RAPIDS - GPU-accelerated Data Science

⚠ INFORMATION
This page was translated by an AI (LLM) with a cursory human check and is awaiting full review.

This page highlights the GPU-accelerated RAPIDS (NVIDIA) solution for all data science and Big Data tasks: data analysis, data visualisation, data modelling, machine learning (random forest, PCA, gradient boosted trees, k-means, etc.). On Jean Zay, you just need to load the corresponding module to use RAPIDS, for example:

module load rapids/24.04

The best solution for a data study with RAPIDS on Jean Zay is to open a notebook interactively on a compute node via a JupyterHub instance.

On a Jean Zay compute node, there is no internet access. Any library installation or data download must be done before reserving resources on the compute node.

At the end of this page, you will find a link to example notebooks showcasing RAPIDS features.

note

This documentation is limited to the use of RAPIDS on a single node (mono-GPU and multi-GPU).

GPU Acceleration

Using RAPIDS and GPUs becomes interesting compared to traditional CPU solutions when the data array being manipulated reaches several gigabytes in memory. In this case, the acceleration of most read/write tasks, data pre-processing, and machine learning is notable.

Illustration of GPU acceleration: A run on DGX-2 reduces to less than one second what would take more than 8 seconds on 20 CPU nodes.

Illustration from RAPIDS documentation of GPU acceleration for a 400 GB dataset (DGX-2 = 16 V100 GPUs)

RAPIDS APIs optimise the use of GPUs for data analysis and machine learning tasks. Porting Python code is simple: all RAPIDS APIs replicate the functionalities of reference CPU processing APIs.
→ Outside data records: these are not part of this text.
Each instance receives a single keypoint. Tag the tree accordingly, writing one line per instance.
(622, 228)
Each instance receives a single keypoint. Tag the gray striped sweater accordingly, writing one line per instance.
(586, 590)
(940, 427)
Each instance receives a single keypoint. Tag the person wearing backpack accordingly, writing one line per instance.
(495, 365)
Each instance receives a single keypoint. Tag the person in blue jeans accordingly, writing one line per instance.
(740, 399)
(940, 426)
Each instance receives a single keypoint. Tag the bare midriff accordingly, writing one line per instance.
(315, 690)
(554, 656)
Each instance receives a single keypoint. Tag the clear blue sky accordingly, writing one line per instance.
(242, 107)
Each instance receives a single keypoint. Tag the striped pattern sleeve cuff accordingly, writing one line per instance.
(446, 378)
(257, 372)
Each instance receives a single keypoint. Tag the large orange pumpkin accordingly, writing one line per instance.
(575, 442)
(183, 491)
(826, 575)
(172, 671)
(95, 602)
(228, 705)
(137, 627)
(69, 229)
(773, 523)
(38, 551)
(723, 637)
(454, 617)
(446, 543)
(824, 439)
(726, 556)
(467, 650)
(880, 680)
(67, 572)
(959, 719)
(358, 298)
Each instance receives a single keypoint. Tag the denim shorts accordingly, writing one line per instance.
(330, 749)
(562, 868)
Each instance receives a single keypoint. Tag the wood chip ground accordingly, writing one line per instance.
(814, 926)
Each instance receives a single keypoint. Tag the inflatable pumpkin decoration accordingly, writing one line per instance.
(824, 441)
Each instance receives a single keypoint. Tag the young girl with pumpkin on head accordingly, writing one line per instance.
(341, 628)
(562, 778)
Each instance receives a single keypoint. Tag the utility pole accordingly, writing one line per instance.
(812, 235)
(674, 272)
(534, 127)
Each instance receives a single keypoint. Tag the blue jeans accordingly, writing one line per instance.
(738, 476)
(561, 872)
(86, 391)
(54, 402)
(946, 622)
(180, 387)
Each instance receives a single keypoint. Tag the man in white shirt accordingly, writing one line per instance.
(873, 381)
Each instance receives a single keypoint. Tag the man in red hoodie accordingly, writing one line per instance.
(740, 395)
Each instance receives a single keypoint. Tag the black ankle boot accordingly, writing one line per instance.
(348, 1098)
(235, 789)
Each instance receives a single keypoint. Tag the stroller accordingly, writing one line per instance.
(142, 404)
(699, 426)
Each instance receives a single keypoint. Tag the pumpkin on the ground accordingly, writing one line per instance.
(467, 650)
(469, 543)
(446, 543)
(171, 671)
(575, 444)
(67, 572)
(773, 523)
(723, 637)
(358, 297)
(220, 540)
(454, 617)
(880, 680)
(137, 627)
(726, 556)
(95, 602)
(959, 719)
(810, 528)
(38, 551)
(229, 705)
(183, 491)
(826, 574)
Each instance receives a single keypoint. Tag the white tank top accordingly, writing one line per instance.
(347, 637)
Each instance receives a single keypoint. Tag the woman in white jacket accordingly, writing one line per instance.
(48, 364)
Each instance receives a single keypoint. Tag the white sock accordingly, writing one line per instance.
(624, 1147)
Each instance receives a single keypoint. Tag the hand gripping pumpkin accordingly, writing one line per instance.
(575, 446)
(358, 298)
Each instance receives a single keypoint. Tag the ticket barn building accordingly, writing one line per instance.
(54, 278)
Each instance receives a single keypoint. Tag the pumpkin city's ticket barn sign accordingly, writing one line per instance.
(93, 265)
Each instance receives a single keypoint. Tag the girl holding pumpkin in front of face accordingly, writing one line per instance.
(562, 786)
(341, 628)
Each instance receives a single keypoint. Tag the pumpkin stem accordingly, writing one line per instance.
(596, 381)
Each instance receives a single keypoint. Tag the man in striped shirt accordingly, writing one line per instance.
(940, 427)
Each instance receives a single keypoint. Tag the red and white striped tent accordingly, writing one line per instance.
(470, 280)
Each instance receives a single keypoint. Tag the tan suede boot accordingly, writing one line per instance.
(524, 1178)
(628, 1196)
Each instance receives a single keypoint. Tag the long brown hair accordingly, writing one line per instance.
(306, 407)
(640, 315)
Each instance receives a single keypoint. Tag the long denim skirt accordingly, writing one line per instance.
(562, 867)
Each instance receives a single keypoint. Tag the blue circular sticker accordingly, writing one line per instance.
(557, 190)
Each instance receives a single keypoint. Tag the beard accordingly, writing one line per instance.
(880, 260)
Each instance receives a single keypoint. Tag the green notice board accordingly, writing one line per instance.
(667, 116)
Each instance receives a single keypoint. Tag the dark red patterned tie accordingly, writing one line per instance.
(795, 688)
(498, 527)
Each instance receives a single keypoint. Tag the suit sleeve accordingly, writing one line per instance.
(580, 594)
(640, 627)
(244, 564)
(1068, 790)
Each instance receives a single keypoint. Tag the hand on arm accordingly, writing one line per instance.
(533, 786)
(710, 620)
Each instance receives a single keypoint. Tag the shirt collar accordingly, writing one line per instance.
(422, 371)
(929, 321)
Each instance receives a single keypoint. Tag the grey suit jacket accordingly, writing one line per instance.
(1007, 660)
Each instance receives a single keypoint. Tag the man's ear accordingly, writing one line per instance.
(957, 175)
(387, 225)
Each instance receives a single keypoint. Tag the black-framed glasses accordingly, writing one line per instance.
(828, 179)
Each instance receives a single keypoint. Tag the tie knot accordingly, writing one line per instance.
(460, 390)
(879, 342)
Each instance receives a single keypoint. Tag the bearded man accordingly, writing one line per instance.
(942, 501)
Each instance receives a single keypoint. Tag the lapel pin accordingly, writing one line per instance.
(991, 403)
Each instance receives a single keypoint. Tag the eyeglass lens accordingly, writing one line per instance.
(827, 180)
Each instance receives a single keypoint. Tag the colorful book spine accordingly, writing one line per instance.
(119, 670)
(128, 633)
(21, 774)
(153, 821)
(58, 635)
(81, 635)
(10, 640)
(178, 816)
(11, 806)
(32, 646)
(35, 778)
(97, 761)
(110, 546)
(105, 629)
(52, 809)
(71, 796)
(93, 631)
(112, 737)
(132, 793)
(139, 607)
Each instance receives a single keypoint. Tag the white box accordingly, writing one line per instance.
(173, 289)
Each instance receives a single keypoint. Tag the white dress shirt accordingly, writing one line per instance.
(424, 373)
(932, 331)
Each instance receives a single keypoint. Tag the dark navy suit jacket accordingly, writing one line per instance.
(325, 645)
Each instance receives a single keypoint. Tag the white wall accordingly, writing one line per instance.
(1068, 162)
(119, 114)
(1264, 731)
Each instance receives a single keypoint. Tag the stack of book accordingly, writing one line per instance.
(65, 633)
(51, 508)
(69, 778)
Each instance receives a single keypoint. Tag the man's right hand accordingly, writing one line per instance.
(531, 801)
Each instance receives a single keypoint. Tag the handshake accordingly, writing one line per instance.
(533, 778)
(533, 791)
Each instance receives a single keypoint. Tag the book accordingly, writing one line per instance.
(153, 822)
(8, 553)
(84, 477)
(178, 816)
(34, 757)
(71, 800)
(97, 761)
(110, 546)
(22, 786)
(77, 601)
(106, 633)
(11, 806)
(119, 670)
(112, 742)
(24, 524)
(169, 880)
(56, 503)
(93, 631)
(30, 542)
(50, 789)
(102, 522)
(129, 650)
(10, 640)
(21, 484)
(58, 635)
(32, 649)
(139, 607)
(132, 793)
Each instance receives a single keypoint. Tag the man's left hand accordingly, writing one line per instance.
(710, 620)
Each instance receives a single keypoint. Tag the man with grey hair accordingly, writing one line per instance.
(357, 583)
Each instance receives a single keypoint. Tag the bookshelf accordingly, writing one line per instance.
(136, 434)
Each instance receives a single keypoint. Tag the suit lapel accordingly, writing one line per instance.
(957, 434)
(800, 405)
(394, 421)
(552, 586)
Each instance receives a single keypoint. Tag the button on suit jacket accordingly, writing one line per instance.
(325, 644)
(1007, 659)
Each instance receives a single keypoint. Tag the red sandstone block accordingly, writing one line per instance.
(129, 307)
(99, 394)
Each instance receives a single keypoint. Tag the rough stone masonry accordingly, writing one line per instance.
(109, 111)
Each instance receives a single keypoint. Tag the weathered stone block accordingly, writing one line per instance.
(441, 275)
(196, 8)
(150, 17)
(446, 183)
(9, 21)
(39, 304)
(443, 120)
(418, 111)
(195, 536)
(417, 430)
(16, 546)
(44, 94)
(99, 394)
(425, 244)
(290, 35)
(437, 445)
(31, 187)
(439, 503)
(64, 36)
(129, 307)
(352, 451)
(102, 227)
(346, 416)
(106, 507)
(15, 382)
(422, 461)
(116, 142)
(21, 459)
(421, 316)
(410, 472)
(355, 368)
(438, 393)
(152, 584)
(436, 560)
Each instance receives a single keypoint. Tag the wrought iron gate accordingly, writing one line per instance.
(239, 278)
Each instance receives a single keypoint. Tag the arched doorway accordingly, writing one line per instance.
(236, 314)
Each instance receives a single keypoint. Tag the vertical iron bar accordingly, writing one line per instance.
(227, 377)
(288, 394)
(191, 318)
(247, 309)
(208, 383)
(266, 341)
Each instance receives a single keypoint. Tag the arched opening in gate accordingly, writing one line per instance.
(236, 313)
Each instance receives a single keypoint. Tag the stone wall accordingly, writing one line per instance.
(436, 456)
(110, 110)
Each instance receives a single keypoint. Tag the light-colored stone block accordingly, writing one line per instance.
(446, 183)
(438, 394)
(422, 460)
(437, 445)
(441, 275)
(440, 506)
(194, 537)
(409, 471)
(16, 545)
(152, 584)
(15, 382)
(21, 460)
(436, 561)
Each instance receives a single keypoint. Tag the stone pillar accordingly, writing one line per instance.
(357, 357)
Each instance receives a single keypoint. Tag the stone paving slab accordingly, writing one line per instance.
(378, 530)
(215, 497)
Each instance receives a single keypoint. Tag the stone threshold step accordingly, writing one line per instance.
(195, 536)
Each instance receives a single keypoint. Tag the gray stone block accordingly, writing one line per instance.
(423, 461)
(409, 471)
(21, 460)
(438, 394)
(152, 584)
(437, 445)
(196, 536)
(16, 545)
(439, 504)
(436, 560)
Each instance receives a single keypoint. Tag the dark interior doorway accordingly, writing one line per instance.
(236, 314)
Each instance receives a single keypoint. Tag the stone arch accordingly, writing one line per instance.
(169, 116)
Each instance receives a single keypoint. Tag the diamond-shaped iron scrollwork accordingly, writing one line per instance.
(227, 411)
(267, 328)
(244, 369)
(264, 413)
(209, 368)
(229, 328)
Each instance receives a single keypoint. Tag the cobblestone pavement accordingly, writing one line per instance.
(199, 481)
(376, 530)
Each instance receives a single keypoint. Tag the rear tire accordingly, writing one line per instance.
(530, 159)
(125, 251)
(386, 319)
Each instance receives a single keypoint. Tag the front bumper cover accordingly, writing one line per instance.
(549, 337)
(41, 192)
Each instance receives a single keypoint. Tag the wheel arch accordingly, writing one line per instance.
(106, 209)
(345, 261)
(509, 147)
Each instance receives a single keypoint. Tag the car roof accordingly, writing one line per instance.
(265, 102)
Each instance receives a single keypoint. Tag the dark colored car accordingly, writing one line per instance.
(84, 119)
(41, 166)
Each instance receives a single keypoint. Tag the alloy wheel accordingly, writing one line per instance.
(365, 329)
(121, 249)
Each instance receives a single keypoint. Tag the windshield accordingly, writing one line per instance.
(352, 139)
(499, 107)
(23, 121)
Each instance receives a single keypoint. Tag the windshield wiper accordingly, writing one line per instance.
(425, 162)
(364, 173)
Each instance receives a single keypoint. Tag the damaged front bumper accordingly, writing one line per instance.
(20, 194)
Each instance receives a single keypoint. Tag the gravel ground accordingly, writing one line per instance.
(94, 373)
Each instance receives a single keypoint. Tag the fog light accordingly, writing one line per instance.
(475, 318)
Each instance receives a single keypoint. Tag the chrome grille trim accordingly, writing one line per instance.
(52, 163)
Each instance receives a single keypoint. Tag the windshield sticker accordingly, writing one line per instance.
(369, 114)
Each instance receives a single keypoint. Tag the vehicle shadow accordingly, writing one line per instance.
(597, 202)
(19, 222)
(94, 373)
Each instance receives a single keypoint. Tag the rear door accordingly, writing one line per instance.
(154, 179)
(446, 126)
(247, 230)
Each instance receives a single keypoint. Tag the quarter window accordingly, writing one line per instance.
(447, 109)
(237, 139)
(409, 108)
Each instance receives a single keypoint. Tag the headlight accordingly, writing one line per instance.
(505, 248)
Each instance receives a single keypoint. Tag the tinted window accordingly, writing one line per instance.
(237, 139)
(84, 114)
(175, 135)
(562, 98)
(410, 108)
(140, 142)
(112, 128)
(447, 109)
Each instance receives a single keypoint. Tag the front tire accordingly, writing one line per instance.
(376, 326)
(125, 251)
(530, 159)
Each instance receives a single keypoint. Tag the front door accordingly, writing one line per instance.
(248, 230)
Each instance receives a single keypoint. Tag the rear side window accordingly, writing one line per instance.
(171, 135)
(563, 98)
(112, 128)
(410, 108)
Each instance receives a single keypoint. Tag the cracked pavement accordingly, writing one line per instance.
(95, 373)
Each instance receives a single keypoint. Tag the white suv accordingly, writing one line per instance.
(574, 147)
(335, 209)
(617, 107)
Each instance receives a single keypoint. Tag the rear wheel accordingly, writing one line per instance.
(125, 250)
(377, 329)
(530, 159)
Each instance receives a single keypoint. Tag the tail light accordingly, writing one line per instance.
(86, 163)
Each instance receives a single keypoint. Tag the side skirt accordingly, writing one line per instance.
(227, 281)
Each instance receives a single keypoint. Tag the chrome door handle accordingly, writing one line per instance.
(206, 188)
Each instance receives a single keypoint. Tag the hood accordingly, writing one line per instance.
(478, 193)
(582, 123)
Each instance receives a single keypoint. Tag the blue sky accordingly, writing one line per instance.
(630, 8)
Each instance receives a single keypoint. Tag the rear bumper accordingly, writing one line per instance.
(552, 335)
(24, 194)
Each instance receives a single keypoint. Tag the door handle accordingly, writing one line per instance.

Diagram showing that the ease of use of a language is inversely proportional to its proximity to the GPU architecture. Python is the easiest to use but the least performant, followed by C/C++ and then CUDA, which is the least easy to use but the most performant.

Diagram of ease of use versus performance based on proximity to the GPU architecture.

RAPIDS Platform and APIs

RAPIDS is based on Apache Arrow, which handles the in-memory storage of data structures.

Diagram describing the RAPIDS platform and its various modules, as well as their interactions with Apache Arrow managing GPU memory. The module descriptions are given below.

CuDF (CPU equivalent: Pandas). CuDF is a GPU DataFrames library for data loading, merging, aggregation, filtering, and other data manipulations. Example:

import cudf
tips_df = cudf.read_csv('dataset.csv')
tips_df['tip_percentage'] = tips_df['tip'] / tips_df['total_bill'] * 100
# display average tip by dining party size
print(tips_df.groupby('size').tip_percentage.mean())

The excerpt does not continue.